Dealing with lipid effects and lipid-extraction biases in δ13C and δ15N isotopic studies: a solution based on 28 marine invertebrate, fish and mammal species
Lipids are naturally depleted in 13C isotope in relation to its C sources, causing a bias in δ13C in bulk samples that varies with lipid content. Failure to take this issue into account results in inaccurate conclusions in food web and habitat use studies. Two approaches to resolve this issue are 1) to extract lipids from samples prior to measurement, a resource-intensive process that also can alter δ15N or 2) estimating a lipid-free δ13C using one of several equations that differ in levels of sophistication and generalization across taxa. Here δ13C and δ15N were measured on bulk and lipid-extracted muscle samples of a dataset of over 2000 specimens of 28 species of marine invertebrates, fishes and mammals. Our objectives were to 1) compare the effect of lipid extraction on δ13C and δ15N across taxa; 2) compare the performance of five normalization models, overall and on subsets of species; 3) propose a model to revert lipid-extracted δ15N back to their bulk values; and 4) identify the most suitable approach for dealing with lipid biases in isotopic ratios. Extraction caused an uneven enrichment in δ13C and δ15N across species. Model taxonomic specificity increased estimate accuracy in both isotopes.
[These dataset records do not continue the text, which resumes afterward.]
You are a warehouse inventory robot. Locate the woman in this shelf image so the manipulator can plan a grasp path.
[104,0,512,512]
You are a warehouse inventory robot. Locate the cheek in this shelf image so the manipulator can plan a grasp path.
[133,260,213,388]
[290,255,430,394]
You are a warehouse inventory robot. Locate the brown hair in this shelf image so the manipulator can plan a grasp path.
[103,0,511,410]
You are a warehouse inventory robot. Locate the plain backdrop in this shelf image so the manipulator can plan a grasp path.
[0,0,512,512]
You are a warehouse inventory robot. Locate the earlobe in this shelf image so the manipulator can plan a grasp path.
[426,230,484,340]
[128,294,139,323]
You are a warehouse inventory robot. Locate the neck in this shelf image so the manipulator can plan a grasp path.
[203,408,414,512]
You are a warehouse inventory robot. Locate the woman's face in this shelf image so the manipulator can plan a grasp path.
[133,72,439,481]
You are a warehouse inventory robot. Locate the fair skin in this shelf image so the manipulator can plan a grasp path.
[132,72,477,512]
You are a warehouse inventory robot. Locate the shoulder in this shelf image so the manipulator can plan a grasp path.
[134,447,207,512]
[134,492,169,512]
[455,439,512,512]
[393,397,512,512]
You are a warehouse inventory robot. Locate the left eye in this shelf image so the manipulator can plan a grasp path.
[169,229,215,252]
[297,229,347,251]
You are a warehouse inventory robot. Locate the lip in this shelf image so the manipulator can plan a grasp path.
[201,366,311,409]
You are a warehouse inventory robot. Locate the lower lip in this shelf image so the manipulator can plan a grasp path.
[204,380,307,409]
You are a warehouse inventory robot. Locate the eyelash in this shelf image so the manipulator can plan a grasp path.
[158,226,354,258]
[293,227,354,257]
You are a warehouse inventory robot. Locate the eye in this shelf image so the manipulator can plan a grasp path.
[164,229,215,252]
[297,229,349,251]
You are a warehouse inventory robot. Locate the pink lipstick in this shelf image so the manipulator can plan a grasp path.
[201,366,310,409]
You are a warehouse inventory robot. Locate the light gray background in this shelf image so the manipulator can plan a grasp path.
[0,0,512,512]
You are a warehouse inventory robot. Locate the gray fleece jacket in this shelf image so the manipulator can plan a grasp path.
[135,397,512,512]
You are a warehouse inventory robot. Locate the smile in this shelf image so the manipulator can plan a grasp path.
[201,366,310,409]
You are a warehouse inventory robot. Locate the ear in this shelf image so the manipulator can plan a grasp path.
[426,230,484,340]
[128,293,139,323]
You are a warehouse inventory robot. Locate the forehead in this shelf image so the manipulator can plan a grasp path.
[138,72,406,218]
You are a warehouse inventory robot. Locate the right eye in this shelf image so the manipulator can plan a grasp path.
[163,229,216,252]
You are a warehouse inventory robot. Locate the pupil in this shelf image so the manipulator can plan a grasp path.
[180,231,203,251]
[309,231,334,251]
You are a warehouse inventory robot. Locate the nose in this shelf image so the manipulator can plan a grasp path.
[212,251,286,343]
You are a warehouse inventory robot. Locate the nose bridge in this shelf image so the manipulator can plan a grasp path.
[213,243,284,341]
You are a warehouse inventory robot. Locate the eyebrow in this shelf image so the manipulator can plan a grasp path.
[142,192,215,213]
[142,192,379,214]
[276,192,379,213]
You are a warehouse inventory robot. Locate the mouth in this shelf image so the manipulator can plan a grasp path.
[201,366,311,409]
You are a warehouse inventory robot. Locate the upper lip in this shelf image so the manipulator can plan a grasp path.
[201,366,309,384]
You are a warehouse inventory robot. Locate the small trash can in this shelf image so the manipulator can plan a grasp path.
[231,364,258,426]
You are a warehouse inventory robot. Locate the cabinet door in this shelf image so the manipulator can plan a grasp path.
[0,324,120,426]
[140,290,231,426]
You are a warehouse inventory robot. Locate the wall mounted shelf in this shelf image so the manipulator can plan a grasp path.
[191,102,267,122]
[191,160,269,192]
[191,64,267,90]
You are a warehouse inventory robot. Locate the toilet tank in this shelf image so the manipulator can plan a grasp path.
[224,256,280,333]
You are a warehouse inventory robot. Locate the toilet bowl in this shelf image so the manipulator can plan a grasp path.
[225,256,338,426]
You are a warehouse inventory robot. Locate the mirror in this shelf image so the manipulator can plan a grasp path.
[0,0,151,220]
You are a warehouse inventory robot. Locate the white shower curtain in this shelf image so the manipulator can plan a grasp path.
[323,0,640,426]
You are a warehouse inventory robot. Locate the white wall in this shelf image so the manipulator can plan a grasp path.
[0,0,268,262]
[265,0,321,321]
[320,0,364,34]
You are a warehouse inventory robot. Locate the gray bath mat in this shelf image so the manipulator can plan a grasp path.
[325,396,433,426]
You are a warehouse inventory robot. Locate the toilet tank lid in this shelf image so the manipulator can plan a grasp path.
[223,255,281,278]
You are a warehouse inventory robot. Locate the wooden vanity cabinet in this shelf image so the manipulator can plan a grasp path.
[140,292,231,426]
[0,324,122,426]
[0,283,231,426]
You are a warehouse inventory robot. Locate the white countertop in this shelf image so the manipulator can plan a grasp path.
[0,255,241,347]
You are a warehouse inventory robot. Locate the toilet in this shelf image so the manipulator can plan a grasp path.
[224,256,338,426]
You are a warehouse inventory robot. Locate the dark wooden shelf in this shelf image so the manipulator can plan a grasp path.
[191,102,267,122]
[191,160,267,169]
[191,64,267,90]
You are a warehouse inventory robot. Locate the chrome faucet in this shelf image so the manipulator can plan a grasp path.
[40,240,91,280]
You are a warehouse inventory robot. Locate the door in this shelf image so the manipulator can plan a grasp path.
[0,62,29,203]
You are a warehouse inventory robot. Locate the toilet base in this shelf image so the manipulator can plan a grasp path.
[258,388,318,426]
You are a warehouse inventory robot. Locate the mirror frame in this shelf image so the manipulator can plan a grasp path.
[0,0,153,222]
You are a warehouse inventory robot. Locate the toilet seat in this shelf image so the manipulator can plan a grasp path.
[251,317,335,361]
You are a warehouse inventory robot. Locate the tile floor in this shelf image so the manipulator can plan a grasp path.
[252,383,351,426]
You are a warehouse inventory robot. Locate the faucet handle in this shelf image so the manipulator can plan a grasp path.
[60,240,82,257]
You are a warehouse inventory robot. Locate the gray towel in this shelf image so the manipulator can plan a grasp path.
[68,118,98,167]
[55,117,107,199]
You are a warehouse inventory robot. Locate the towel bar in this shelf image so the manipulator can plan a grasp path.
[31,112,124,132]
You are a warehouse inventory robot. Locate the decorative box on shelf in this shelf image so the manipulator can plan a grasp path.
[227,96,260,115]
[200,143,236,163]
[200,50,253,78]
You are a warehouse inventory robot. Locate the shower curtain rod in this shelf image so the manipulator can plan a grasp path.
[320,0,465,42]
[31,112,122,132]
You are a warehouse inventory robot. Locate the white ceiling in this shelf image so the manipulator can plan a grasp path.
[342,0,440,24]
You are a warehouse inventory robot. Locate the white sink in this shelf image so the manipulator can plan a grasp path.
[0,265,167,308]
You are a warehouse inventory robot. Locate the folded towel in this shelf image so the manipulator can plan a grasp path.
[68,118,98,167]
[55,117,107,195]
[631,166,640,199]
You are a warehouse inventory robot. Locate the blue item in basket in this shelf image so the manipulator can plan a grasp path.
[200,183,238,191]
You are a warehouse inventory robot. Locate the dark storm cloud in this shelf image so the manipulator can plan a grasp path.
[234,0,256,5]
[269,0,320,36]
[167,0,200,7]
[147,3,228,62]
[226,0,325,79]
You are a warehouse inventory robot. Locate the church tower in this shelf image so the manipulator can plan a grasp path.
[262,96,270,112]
Models from Logan et al. (2008) and McConnaughey and McRoy (1979) performed better than the other models tested. δ15Nbulk could be reliably estimated based on δ15Nlipid-extracted using a linear model. This study provides a way forward for obtaining reliable δ13C and δ15N values in muscle tissue without the costs of duplicate analyses and represents a major step toward the harmonization of datasets collected under the two different approaches.